Weiler and her team set up 40 receptacles that are available in more than 13 academic and residential buildings as well as two fraternities. After gathering bottles and cans from each receptacle, she takes them to the local redemption center, which reimburses the team $0.05 per container. All the money raised from UCan’s bottles and cans is then donated to local homeless outreach programs, including the rescue mission and an affordable housing project in Utica.

“We chose to channel our efforts to Utica because the community is local to Colgate and is undergoing social and economic development,” she explains. “Utica is working hard to create much needed opportunity for residents through affordable housing projects and new local businesses,” Weiler adds.

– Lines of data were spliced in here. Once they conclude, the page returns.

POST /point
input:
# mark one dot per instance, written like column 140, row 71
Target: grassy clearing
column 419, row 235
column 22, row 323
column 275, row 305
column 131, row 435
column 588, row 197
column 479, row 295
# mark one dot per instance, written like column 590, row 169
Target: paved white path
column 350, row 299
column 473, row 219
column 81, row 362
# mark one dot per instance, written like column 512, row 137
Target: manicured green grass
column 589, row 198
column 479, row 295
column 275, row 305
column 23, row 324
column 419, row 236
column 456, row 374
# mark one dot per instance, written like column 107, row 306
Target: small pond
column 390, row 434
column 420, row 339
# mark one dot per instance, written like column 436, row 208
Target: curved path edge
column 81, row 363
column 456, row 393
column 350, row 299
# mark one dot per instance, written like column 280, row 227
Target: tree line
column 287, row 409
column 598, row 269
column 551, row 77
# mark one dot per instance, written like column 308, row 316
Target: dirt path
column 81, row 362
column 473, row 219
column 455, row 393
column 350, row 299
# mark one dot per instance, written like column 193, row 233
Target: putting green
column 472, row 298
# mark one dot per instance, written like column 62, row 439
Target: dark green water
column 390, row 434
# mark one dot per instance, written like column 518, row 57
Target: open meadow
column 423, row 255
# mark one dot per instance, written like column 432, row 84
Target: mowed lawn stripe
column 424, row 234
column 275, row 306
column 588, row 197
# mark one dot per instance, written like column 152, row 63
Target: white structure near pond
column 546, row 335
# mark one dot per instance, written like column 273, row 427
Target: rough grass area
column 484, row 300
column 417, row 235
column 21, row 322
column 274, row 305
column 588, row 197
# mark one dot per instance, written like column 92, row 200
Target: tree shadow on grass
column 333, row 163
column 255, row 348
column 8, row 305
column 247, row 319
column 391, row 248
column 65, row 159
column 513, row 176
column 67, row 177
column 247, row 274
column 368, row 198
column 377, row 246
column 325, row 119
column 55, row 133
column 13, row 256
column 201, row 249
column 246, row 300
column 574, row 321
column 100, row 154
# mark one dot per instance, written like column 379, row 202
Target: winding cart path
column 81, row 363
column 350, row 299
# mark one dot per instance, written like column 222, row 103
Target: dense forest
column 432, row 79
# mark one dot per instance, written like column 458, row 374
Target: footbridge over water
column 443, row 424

She calculated that, during Colgate’s 30-week academic year, the 2,700 students use approximately 648,000 cans and bottles, which is a $32,400 opportunity. “[Our goal] is to get as close to 100 percent student participation as possible,” Weiler says.

If she meets this goal, Weiler hopes to distribute her proceeds to organizations that help people on a national scale, such as Feeding America.

TIA played a major role in the expansion of UCan, from accounting workshops and team building to developing proposals. One of TIA’s perks is its seed grant program, where students may apply for up to $1,000. With her seed grants, Weiler has bought receptacles as well as hired a building and grounds officer to drive a truck to the redemption center.

After advertising UCan at Colgate’s Student Activities Fair, 59 students signed up to become a part of the UCan team, according to Weiler. With the help from peers, she believes her initiative can expand to other college campuses. “We hope to reach as many students as much as possible, increase recycling rates on college campuses, and encourage students to make a difference within their community,” Weiler says.